I'm using a macbook. Obviously I'm using Mac OS. Not so obviously actually - recently I saw a few people using Windows 7 on a macbook.
JDK. Developing java applications on a Mac OS is not so straightforward as it is on windows. When you start on Windows, the first thing you do is download the JDK - that's easy. On Mac OS you don't have a real JDK, you have Java for Mac OS X. It's not the same. It's always late. Using SoyLatte they made a darwin port called openjdk6 that is a lot more like a real JDK. With JavaSE 7 it's even worse - there are binaries for Windows, on Mac OS one has to build it manually which is not that easy.

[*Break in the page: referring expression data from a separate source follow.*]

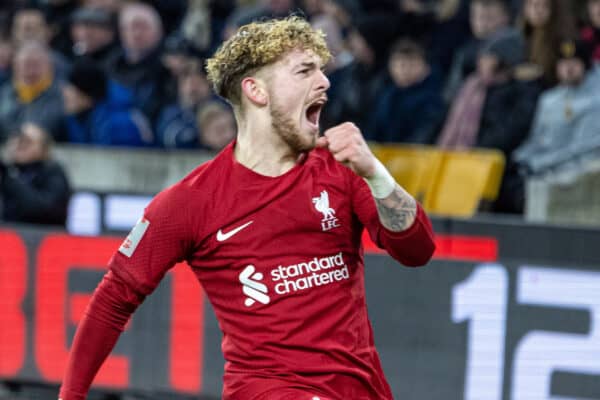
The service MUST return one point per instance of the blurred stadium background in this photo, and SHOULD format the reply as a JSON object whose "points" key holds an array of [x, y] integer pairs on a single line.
{"points": [[506, 310]]}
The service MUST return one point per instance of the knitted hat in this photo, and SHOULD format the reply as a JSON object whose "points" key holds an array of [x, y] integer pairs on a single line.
{"points": [[576, 49], [89, 78], [508, 45], [93, 16]]}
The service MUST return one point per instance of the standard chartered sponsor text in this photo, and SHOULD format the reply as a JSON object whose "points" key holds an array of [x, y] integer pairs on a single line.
{"points": [[305, 275]]}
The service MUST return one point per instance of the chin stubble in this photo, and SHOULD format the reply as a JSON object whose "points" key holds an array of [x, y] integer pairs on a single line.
{"points": [[285, 128]]}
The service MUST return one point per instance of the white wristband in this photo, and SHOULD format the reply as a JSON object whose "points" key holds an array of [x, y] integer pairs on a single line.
{"points": [[382, 183]]}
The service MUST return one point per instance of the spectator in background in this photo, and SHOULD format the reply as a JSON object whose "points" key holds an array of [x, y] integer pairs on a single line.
{"points": [[177, 55], [410, 109], [177, 126], [29, 24], [110, 6], [544, 23], [217, 126], [6, 54], [493, 109], [567, 119], [57, 13], [486, 18], [196, 27], [33, 188], [450, 30], [354, 87], [101, 112], [590, 33], [94, 35], [33, 94], [138, 65]]}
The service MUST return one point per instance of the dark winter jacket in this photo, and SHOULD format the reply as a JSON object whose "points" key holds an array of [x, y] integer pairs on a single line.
{"points": [[408, 115], [507, 115], [177, 128], [36, 193], [149, 80], [46, 110], [112, 122]]}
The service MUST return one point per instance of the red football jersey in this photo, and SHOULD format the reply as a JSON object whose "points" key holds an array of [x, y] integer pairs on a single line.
{"points": [[281, 261]]}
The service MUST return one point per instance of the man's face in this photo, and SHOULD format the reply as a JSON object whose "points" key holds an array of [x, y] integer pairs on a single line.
{"points": [[74, 100], [30, 25], [537, 12], [594, 12], [89, 38], [407, 70], [486, 19], [570, 71], [297, 92], [30, 67], [487, 67], [140, 33], [29, 145]]}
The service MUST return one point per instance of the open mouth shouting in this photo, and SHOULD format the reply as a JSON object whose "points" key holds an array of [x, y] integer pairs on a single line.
{"points": [[313, 112]]}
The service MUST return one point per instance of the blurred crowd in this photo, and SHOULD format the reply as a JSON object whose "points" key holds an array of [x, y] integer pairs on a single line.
{"points": [[514, 75]]}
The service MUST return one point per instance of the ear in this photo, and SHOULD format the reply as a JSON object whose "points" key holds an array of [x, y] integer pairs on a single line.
{"points": [[255, 91]]}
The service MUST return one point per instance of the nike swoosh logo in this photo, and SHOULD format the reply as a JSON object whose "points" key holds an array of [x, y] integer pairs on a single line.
{"points": [[223, 236]]}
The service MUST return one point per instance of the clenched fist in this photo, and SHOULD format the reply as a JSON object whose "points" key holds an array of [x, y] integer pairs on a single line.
{"points": [[346, 143]]}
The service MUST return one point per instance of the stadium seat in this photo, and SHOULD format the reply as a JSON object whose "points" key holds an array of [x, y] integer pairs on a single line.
{"points": [[414, 167], [464, 180]]}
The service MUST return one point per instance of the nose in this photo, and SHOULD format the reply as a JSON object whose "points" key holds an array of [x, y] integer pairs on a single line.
{"points": [[322, 81]]}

Eclipse. Then there's Eclipse. Thank god - there's an Eclipse.dmg that is pretty easy to install. But (there's always a but), the shortcuts are a bit changed. Alt+Shift+X becomes ⌘+⌥+X. There's also the speed issue - Eclipse is not as fast on Mac OS as it seems on a Windows machine.

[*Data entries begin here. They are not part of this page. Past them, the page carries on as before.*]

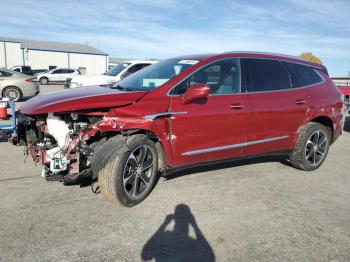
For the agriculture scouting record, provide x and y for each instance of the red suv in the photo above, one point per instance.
(179, 112)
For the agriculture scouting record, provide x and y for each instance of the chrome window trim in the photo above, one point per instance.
(220, 148)
(323, 80)
(155, 115)
(240, 93)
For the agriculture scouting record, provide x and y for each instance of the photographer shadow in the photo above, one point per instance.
(177, 244)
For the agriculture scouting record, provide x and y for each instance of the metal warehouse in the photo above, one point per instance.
(47, 55)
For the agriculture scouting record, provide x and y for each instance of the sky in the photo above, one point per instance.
(167, 28)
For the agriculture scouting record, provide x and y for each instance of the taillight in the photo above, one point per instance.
(31, 80)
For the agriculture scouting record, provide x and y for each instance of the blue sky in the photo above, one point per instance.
(165, 28)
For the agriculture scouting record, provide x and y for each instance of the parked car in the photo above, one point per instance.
(115, 74)
(27, 70)
(180, 112)
(57, 75)
(15, 86)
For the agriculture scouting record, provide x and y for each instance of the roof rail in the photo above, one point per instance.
(266, 53)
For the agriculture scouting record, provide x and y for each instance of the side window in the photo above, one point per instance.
(302, 75)
(268, 75)
(223, 77)
(4, 73)
(136, 68)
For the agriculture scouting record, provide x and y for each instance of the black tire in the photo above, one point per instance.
(44, 80)
(117, 179)
(13, 93)
(312, 146)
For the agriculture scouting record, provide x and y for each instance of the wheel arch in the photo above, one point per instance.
(162, 159)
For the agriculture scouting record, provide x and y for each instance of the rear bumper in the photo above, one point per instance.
(30, 90)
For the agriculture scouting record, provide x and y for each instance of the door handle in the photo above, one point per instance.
(236, 106)
(299, 102)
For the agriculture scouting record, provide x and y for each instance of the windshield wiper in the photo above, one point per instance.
(121, 88)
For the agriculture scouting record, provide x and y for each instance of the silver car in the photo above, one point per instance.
(15, 85)
(56, 75)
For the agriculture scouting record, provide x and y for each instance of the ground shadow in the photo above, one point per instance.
(4, 137)
(177, 244)
(347, 124)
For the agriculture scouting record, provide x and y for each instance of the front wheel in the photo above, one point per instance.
(44, 80)
(130, 177)
(312, 147)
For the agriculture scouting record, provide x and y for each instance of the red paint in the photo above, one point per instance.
(3, 111)
(78, 99)
(213, 121)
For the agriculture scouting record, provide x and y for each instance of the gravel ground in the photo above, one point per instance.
(256, 210)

Browsers. One major setback is that if one does front-end, one needs Internet Explorer to test. Otherwise QAs come and kick one's ass because something doesn't work on IE6 for example. I hate Internet Explorer. Not only IE6, all of them.

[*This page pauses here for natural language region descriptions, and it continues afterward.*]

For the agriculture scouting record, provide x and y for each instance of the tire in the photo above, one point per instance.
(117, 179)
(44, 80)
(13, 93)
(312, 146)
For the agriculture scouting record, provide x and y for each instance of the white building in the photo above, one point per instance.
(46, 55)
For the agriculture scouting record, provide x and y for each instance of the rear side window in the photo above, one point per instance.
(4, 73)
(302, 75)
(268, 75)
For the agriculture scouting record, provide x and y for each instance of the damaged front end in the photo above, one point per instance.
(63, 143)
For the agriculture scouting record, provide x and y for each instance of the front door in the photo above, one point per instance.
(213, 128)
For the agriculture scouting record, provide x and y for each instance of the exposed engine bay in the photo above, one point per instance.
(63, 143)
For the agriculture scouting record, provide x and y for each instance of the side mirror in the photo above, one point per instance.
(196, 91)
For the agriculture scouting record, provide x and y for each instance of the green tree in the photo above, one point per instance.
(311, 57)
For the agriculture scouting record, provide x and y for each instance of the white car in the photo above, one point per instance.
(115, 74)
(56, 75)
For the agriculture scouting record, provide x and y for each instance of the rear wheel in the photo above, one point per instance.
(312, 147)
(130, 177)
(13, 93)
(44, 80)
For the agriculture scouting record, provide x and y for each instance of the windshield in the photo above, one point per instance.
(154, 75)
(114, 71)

Configuration. In my project I have:
File file = new File(element.replace("file:", "")); |
my Windows-using colleagues have
File file = new File(element.replace("file:/", "")); |
The good thing is that since Mac OS is unix-based I have the settings that are closer to the Ubuntu we deploy our production on.
I don't know - maybe I should buy a new Macbook with a fast SSD with a lot more juice into it than the one I have now (a two-year-old one that hasn't been reinstalled since). Now there's the question - should I buy the 13" or the 15"?
P.S. The things are getting a lot better. OpenJDK6 port is pretty mature (I use it), OpenJDK7 port is coming soon. Apple donated it's JavaSE port to Oracle, so soon Java's download page would feature a .dmg file, which will be awesome.
Still I think developing java apps on a macbook is a bit harder than on a Windows machine. I wouldn't go back to Windows because of the awesome hardware and because the OS is so much better for anything else.
I have the same experiences as you described, that's why I hate Java so much. Remember the "write once, run anywhere" slogan? And all anti-MS people loved it. Forget Java and write a native Mac app, then you will be happy.
I'm not writing front-end software for Mac OS. I wouldn't use java as a gui platform for any operating system - it's just not good for desktop applications. The only semi-successfull desktop application I've seen is Eclipse and they had to write SWT for it.
My point of view was more about the writing of java software on a Mac, not running it. It's not as good as on windows, but it's getting better.